除了偶尔几声碗筷的碰撞之声,偌大的花厅之中就沉寂的可怕,若不是听到旁边奴婢紊乱的呼吸声,元意以为就她和萧恒两人而已。
等到两人用完早膳,萧恒才开口与元意说了第一句话,“你的大丫鬟昨个儿爬了爷的床,听说是你吩咐的?”
旁边传来几声压抑的吸气声,元意却没有心情理会,而是转头看向萧恒,俊脸平静,眼眸深沉,他的眼底,倒映的是她的影子。
元意抿了抿唇,认真地看向萧恒,难得地严肃地回答:“我并没有如此吩咐,此事我也是刚刚才听到。”
萧恒微不可查地松了一口气,虽然心里不相信,但是得到元意的亲口解释,才让他彻底地放下心。想起昨天那个女人,他眉头一皱,“既然如此,昨夜我已经让萧全把人带走,你不必再理会。”
听着意思,兰紫怕是被萧恒令人处置了,只是不知是如何结局。元意还想着提了兰紫过来审问一番原委,现在怕是没了机会。
她只好压住心中的疑惑,与萧恒道了一声,“我知道了。”
向云氏请了安回来,元意刚换了身衣服,杏红就直直地向她跪了下来,磕了一头,道:“姑娘,奴婢有话与您说。”
看到她眼底的坚决,元意便挥手让其他人出去,往炕上一坐,“你有什么事?”看她还跪着,便让她起来,指了指一边的矮凳,让她坐下说话。
杏红道了声谢,沾着凳沿谨慎地坐下,她低着头,似是在组织着话语,一小会儿功夫之后,她才抬头看向元意,道:“姑娘,兰紫的事儿,十有八九是太太的主意。在姑娘出嫁之前,太太就找了奴婢和兰紫谈话,让我们趁机笼络好姑爷,与您争宠。”
元意顿时恍然,若是张氏的指令,那就丝毫不意外了,兰紫和杏红都是朱府的家生子,一家老小都捏在张氏的手里,若是有个什么命令,想必两人也无法拒绝。

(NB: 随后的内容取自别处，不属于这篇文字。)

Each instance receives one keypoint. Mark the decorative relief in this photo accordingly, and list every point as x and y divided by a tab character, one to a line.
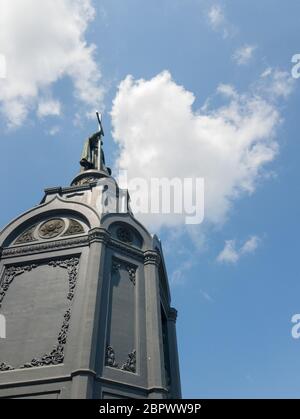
5	367
45	246
74	228
111	357
9	276
99	235
125	248
124	235
151	257
56	356
51	228
72	267
85	181
27	236
118	264
129	365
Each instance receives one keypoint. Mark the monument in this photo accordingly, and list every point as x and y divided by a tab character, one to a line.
85	295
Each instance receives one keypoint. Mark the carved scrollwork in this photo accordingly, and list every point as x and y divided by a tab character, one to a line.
27	236
124	235
72	267
131	269
129	365
111	357
51	228
9	275
40	247
74	228
56	356
5	367
85	181
151	257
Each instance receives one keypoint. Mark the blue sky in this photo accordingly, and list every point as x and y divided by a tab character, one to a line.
234	324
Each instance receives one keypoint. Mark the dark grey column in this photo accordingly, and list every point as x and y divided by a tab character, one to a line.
155	356
173	350
83	381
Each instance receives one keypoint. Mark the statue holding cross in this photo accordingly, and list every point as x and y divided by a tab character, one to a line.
92	156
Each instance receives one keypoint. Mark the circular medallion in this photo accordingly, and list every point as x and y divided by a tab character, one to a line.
124	235
51	228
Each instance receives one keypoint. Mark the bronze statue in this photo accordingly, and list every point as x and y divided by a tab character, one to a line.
90	158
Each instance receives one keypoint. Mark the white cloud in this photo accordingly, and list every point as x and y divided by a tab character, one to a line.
244	54
49	107
218	21
159	133
231	254
44	41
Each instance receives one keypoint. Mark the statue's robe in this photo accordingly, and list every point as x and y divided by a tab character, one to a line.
89	154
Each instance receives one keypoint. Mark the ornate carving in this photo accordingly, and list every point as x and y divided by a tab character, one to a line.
74	228
51	228
9	252
27	236
124	235
132	273
125	248
5	367
130	364
131	269
9	276
111	358
151	257
85	181
72	267
99	235
56	356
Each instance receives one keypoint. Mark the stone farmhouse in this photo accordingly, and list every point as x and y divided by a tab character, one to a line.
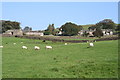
35	33
105	32
14	32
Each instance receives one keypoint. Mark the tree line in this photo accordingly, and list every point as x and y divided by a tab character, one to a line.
67	29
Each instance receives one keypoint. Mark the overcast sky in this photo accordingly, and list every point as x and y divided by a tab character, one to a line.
39	15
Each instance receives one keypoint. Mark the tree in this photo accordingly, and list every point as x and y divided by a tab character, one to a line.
118	27
92	27
98	33
27	29
106	24
50	29
7	25
70	29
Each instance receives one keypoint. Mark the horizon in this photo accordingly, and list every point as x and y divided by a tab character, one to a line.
39	15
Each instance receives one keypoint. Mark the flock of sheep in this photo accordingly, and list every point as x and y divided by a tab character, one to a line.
50	47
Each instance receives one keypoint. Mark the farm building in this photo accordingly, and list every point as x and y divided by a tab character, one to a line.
14	32
36	33
105	32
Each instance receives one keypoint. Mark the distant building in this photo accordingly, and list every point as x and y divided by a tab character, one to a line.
14	32
107	31
36	33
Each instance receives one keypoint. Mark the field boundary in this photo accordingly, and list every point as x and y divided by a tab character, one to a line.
62	40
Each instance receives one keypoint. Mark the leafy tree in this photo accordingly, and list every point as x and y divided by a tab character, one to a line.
85	34
50	29
92	27
118	27
70	29
7	25
106	24
46	33
98	33
26	29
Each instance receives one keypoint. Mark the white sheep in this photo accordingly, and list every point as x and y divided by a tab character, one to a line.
65	43
24	47
48	47
1	46
36	48
14	43
21	42
91	44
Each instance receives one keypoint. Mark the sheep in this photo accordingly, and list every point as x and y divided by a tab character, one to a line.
36	48
94	41
87	41
65	43
21	42
91	44
48	47
14	43
24	47
1	46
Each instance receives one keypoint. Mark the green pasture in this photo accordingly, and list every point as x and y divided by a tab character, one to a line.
74	60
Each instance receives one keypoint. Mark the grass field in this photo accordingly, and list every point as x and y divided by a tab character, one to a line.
74	60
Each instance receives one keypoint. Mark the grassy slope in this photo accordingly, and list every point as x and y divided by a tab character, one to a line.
71	61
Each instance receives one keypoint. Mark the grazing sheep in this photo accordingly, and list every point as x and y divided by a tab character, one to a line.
48	47
14	43
1	46
24	47
91	44
94	40
107	34
87	41
37	48
65	43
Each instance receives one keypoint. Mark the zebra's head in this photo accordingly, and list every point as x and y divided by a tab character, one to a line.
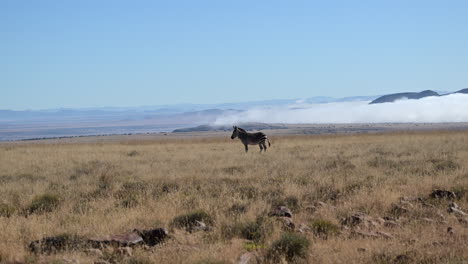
235	133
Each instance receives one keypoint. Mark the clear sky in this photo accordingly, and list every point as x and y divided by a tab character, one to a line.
131	53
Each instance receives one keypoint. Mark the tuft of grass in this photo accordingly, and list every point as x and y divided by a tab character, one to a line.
237	209
188	221
133	153
444	165
256	231
6	210
292	202
210	261
324	228
44	204
138	260
290	245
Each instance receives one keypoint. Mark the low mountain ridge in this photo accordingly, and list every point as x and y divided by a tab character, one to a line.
389	98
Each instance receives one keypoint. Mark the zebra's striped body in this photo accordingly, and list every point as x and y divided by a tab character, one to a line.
247	138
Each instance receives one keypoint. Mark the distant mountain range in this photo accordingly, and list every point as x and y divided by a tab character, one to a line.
66	122
389	98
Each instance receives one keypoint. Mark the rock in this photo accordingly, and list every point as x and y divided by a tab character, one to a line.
441	194
124	251
101	262
428	220
198	226
123	240
303	228
454	208
249	258
399	210
288	223
407	203
153	237
94	252
390	223
70	261
311	209
55	244
356	219
463	220
384	235
450	230
377	234
281	211
364	234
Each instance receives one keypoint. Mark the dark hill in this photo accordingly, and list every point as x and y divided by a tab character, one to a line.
247	126
464	91
393	97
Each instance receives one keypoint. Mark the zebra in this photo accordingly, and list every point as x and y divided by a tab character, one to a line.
247	138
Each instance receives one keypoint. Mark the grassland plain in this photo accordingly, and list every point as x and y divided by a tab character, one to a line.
112	187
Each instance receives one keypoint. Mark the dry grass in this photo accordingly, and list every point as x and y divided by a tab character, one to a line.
113	187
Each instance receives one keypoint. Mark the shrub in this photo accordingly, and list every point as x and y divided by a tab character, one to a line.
256	231
291	246
324	228
44	203
6	210
188	221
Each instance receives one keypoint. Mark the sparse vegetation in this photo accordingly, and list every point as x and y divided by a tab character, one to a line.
324	228
379	184
189	220
43	204
6	210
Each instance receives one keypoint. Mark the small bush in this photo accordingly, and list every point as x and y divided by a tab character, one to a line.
291	246
256	231
188	221
6	210
133	153
44	203
324	228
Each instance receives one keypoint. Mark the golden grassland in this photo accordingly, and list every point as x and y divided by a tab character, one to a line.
113	187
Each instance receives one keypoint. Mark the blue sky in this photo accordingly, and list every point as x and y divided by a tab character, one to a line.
131	53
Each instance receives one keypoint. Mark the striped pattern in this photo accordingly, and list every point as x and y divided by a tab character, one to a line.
247	138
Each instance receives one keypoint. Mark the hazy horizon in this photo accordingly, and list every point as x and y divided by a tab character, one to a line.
62	54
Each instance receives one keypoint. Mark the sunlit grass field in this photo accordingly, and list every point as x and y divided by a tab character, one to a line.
107	188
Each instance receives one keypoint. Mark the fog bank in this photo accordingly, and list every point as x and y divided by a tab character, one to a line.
450	108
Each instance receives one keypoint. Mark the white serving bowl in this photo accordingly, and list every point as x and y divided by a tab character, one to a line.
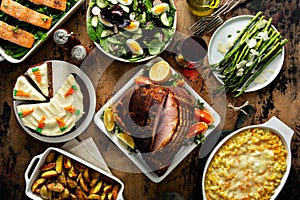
147	58
276	126
33	171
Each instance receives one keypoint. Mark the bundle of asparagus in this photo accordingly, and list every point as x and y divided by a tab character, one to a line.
255	47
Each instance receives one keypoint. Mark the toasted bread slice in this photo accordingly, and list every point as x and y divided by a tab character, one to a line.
56	4
16	35
25	14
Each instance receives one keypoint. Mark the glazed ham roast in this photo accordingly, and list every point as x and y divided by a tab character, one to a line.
158	119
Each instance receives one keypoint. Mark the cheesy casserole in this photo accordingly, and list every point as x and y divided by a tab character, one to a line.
249	165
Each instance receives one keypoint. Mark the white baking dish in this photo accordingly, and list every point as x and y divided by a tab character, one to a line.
279	128
4	56
33	171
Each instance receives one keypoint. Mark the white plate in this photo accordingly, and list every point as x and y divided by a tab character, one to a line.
277	127
136	158
230	27
140	60
60	71
49	33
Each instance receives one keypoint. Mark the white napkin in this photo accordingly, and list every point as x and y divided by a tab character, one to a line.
88	151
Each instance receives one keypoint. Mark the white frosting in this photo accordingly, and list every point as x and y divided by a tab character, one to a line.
44	84
22	84
55	109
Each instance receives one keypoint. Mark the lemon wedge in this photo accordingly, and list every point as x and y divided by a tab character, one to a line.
160	72
108	119
127	139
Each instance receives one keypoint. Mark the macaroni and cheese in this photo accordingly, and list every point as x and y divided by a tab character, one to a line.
249	165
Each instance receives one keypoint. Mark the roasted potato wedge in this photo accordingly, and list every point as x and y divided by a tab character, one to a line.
48	166
115	191
80	194
65	194
108	188
96	188
84	186
63	178
67	162
59	163
56	187
45	193
71	183
94	196
49	174
79	167
72	173
94	181
110	196
50	157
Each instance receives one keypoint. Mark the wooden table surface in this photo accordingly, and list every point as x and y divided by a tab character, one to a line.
279	99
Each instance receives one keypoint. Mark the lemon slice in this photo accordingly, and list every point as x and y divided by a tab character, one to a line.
127	139
108	119
160	72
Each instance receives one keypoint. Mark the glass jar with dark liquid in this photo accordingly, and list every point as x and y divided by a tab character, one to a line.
192	52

她审视了杏红一番,唇角含笑,道:“你今天又为何与我说这番话。”
杏红离开了凳子,又重新跪了下来,面容坚毅,“奴婢是想向姑娘投诚,奴婢不想当通房小妾,只希望日后能好好伺候姑娘,求姑娘成全。”
元意沉默没有说话,直到她的额角隐隐泛出汗渍之后,才挑眉一笑,道:“你家人的性命都捏在张氏的手里,我凭什么相信你的诚意。”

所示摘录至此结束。